6 thoughts on “Lady Chatterley’s Wardrobe

  1. I have read the book. One of the things that stayed with me about Connie from it, was that she was described as ‘frumpy’ and ‘old fashioned’ several times – very twinset-and-pearls in amongst on the bright young things of the 20s. So I can only think that clothes which are 5 years out of date for the period is an attempt to reference that. The clothes are simply too nice and well-kept to hint at poverty meaning she couldn’t update her wardrobe. I know that in the book Connie doesn’t care about what she wears as she’s effectively cut off from society, a carer for her sick husband, and has largely withdrawn from the world.

    That said, this was a nice production without some of the stuff from the books and the earlier production that made me cringe.

    1. INTERESTING. As I said, I haven’t read the book. I don’t see Connie as a frumpy character AT ALL in either adaptation (this one or the Sean Bean one), so that’s a good thing to know. HMMM.

  2. Also, WWI brought on heavy rationing, as bad as WWII and then some, and there was the influenza pandemic at the end of the war, too. It was rather a dark time in many ways.

    There’s a Swedish writer called Elin Wägner, who worked as a journalist and produced several feminist novels from the early 1900’s and onwards. She wrote a lovely and rather bleak story in 1919, Kvarteret Oron, Stormy Corner in English, about an upper class woman with a mentally disabled son whose husband drinks himself to death towards the end of the war, leaving her at the very beginning of the novel with a large house that she loves but can’t afford to keep, unless – plot twist – she somehow manages to sell the huge amounts of alcohol the husband has stashed away on the black market.

    Everything is rationed, not least alcohol.
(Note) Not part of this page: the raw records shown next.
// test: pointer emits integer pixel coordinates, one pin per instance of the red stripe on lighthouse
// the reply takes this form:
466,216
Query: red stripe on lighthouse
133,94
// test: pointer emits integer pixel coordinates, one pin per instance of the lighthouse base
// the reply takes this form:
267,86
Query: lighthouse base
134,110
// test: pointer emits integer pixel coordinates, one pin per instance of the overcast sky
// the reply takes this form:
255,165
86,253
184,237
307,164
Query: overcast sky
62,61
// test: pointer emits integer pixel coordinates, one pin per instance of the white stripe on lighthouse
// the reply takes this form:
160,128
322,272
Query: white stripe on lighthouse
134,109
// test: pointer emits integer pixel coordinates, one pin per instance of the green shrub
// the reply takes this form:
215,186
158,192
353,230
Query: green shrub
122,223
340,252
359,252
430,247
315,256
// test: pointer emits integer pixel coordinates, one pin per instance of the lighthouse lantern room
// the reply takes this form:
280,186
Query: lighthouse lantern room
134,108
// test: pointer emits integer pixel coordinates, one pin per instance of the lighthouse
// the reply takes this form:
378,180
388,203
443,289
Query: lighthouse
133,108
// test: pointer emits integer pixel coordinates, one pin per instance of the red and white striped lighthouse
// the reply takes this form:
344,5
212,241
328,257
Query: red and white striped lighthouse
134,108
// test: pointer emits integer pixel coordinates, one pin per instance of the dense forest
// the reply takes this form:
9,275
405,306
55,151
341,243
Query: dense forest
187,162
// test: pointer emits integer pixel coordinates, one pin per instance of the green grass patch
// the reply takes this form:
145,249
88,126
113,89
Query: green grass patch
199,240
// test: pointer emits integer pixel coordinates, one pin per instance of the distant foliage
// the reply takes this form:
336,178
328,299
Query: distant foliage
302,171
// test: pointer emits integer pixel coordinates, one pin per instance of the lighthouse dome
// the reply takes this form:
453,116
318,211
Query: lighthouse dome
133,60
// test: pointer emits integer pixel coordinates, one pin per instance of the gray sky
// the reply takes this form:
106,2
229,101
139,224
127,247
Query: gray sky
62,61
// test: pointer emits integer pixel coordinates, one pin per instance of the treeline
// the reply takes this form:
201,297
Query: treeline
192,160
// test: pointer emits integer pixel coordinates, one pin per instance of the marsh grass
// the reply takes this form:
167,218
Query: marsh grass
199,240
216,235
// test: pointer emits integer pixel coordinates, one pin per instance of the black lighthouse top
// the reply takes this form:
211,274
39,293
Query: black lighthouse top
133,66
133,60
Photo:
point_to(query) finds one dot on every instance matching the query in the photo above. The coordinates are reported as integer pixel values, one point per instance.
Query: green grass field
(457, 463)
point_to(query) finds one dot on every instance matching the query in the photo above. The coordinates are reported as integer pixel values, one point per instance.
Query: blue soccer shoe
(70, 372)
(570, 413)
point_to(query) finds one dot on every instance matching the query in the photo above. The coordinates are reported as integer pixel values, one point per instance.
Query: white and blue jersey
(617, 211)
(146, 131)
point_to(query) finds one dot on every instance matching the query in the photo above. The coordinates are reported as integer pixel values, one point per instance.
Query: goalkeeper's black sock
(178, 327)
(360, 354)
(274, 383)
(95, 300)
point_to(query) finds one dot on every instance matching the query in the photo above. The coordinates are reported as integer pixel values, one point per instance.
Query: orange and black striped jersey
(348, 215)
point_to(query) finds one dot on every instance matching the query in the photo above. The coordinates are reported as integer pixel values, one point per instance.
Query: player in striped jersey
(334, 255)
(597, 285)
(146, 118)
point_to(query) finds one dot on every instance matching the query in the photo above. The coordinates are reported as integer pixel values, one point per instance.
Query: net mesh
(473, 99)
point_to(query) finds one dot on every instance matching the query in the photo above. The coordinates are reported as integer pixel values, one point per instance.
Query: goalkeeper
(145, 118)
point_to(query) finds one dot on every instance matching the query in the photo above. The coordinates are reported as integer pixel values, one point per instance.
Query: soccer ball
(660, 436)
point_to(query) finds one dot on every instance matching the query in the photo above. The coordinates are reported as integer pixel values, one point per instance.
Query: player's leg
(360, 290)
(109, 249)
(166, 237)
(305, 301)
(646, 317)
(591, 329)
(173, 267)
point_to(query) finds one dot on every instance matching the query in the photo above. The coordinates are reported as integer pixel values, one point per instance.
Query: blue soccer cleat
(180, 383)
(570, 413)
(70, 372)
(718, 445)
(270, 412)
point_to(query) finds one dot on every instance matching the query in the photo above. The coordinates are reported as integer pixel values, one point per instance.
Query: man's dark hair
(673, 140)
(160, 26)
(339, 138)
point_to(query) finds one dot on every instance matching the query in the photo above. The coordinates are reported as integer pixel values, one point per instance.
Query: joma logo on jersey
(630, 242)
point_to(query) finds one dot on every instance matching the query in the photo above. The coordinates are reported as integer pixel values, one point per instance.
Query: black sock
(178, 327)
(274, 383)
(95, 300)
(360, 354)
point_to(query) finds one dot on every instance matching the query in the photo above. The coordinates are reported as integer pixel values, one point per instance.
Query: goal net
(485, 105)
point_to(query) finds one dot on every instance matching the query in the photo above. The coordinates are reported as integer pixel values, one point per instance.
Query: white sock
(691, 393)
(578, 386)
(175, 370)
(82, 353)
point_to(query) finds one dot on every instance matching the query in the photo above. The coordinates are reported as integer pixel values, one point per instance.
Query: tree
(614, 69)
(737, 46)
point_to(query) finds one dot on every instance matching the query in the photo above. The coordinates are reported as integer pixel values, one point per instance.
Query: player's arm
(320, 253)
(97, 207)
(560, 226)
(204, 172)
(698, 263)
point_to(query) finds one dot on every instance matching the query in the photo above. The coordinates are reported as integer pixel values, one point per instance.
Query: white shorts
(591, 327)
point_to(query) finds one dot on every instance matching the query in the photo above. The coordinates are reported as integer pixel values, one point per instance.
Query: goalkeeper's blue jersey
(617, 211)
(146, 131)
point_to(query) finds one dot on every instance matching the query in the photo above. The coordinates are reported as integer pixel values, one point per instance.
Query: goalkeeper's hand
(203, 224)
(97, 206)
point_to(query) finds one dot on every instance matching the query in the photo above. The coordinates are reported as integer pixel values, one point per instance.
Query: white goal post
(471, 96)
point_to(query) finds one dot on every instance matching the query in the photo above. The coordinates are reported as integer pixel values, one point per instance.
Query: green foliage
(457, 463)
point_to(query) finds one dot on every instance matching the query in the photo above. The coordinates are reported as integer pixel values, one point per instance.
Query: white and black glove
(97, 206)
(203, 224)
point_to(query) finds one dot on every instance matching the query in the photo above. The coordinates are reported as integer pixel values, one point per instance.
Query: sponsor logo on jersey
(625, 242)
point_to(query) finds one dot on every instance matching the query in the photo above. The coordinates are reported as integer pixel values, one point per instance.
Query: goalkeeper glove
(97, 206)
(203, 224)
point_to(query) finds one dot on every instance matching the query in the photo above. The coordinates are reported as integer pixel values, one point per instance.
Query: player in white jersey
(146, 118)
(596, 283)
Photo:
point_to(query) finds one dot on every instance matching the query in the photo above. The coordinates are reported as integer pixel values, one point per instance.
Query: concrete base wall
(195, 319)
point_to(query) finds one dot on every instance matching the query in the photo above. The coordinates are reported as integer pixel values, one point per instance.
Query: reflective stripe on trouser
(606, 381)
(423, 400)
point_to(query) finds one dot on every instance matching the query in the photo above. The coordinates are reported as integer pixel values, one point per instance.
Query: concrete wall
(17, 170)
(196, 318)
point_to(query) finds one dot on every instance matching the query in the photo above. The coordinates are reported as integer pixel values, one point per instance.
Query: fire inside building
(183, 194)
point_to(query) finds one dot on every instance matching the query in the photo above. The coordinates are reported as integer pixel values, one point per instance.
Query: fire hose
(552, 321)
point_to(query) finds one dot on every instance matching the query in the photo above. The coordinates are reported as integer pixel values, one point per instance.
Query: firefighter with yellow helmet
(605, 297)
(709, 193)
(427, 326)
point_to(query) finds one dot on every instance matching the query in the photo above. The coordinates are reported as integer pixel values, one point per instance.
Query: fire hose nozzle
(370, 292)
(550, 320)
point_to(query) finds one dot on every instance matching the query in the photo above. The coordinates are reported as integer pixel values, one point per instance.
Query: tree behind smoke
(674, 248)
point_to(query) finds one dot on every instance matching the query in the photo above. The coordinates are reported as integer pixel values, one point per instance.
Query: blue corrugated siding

Since this is at the beginning of the most restrictive period of the Swedish alcohol regulation system, alcohol is only sold subject to strict governmental rules, and it’s pretty much impossible to get hold of, anyway. An amount of this size should be handed in to the government, no compensation, but there is a huge demand and it’s worth a fortune on the black market. As a single woman it’s very hard for her to broker an illegal sale, though, she would risk prosecution and personally, she would mostly like to pour it all out. Her first priority is to keep her disabled son in the expensive nursing home he lives and feels safe in, though, so the money must at least be weighed against the risks. So she puts the house up for sale, gets a job, for the first time in her life, moves into a dingy apartment shared with a group of other single working women, barely makes ends meet and battles with her conscience.

    That novel really brought home the facts of WWI rationing for me. Another interesting tidbit is that at least in the US and Great Britain, wool and linen were heavily rationed, as they were used by the war industry (uniforms and airplanes), but silk, while expensive, was not (parachutes were thought to make pilots cowardly and not used, no really), so women were encouraged to wear more silk, even for daytime. That explained why there are so many weirdly extravagant-looking extant silk daytime ensembles, fashion illustrations and patterns suggesting silk for daywear from WWI, I always found that odd.

    Anyway; comparatively old-fashioned looks kinda make sense in 1919, up to a point.

    1. Interesting, thanks! I wasn’t surprised by Lady Chatterley’s slightly dated look, just more that she paired that with bobbed hair. It’s my understanding that it’s only super artsy, Greenwich Village types that would do so pre-1920ish.

      1. Yes, that’s true. 1910’s fashion icon Irene Castle cut off her hair right before the outbreak of WWI because of an illness or accident, can’t remember the details. Apparently it wasn’t intentional, anyway, and well before it became a fashion, but she turned lemons into lemonade and made it look good. It was probably still very fashion-forward and possibly shocking years into the 1920’s. We used to have a long braid that the youngest of my great-grandmother’s two sisters, born in 1901, supposedly cut off and had made into a hairpiece that she used for updos in the early 1920’s, because their parents would have had a fit.